Liz Cheney Primary Loss Could Be Her Biggest 2024 Boost Yet: Experts

After a tumultuous 1 1/2 years of pushing back against her own party, Representative Liz Cheney of Wyoming saw the biggest political defeat of her career on Tuesday. Yet experts say the rock-bottom moment may be exactly what she needs to mount a significant 2024 challenge to former President Donald Trump.

Since the congresswoman voted to impeach Trump for his role in the January 6 Capitol riot, she has been ousted from her leadership position as the No. 3 House Republican and censured by the National Republican Party. On Tuesday, Cheney lost her primary election to Trump-endorsed candidate Harriet Hageman in one of the most-watched races of this midterm cycle, marking an end to her three-term tenure in Congress.

Shortly after the primary was called for Hageman, Trump wrote on social media, "Liz Cheney should be ashamed of herself, the way she acted, and her spiteful, sanctimonious words and actions towards others. Now she can finally disappear into the depths of political oblivion where, I am sure, she will be much happier than she is right now. Thank you WYOMING!"

But while Cheney was unseated, her primary loss is unlikely to be the deathblow that the former president is hoping it will be. Republican strategist Alex Patton told Newsweek that the loss elevates Cheney to the "bonafide leader of the resistance" while also raising her national profile.

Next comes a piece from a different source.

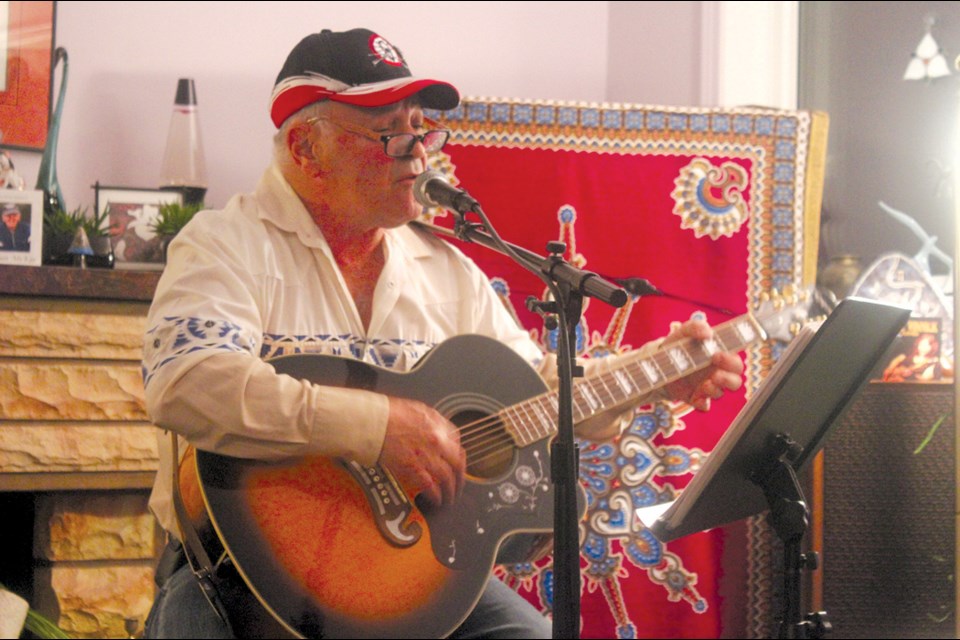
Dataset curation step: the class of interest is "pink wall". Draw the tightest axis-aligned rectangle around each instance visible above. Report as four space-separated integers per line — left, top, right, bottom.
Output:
14 2 659 208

There has long been national speculation that Cheney has been setting up for a presidential run. James King, a political science professor at the University of Wyoming, said that should she make a bid, her primary loss has helped Cheney position herself as an alternative to Trump.

Liz Cheney Trump 2024
Wyoming Representative Liz Cheney answers questions during a press conference at the U.S. Capitol on May 8, 2019. Experts say Cheney's primary loss may be just what she needs to mount a significant 2024 challenge to former President Donald Trump. Win McNamee/Getty Images

With the pressure of reelection gone, the Wyoming Republican would be able to draw national attention to her role as the vice chair of the House committee investigating the Capitol riot, which is now being further legitimized by the Justice Department's probe. If Cheney can maintain her reputation as one of the leading anti-Trump Republican voices, experts say she could emerge as a standout candidate in the 2024 presidential field.

Asked about running for the White House, Cheney told ABC News last month that she hasn't finalized a decision on a presidential bid yet, but that she would later "down the road."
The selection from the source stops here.